Previous conversation:
{chat_history}
New human question: {question}
Response:"""
prompt = PromptTemplate.from_template(template)
# Notice that we need to align the `memory_key`
memory = ConversationBufferMemory(memory_key="chat_history")
conversation = LLMChain(
llm=llm,
prompt=prompt,
verbose=True,
memory=memory
)
API Reference:
# Notice that we just pass in the `question` variables - `chat_history` gets populated by memory
conversation({"question": "hi"})
Using a ChatModel
from langchain_openai import ChatOpenAI
from langchain_core.prompts import (
ChatPromptTemplate,
MessagesPlaceholder,
SystemMessagePromptTemplate,
HumanMessagePromptTemplate,
)
from langchain.chains import LLMChain
from langchain.memory import ConversationBufferMemory
llm = ChatOpenAI()
prompt = ChatPromptTemplate(
messages=[
SystemMessagePromptTemplate.from_template(
"You are a nice chatbot having a conversation with a human."
),
# The `variable_name` here is what must align with memory
MessagesPlaceholder(variable_name="chat_history"),
HumanMessagePromptTemplate.from_template("{question}")
]
)
# Notice that we `return_messages=True` to fit into the MessagesPlaceholder
# Notice that `"chat_history"` aligns with the MessagesPlaceholder name.

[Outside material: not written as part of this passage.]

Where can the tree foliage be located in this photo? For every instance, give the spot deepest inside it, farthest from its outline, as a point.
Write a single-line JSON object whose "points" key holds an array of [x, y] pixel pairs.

memory = ConversationBufferMemory(memory_key="chat_history", return_messages=True)
conversation = LLMChain(
llm=llm,
prompt=prompt,
verbose=True,
memory=memory
)
API Reference:
# Notice that we just pass in the `question` variables - `chat_history` gets populated by memory
conversation({"question": "hi"})
Next steps
And that's it for getting started! Please see the other sections for walkthroughs of more advanced topics, like custom memory, multiple memories, and more.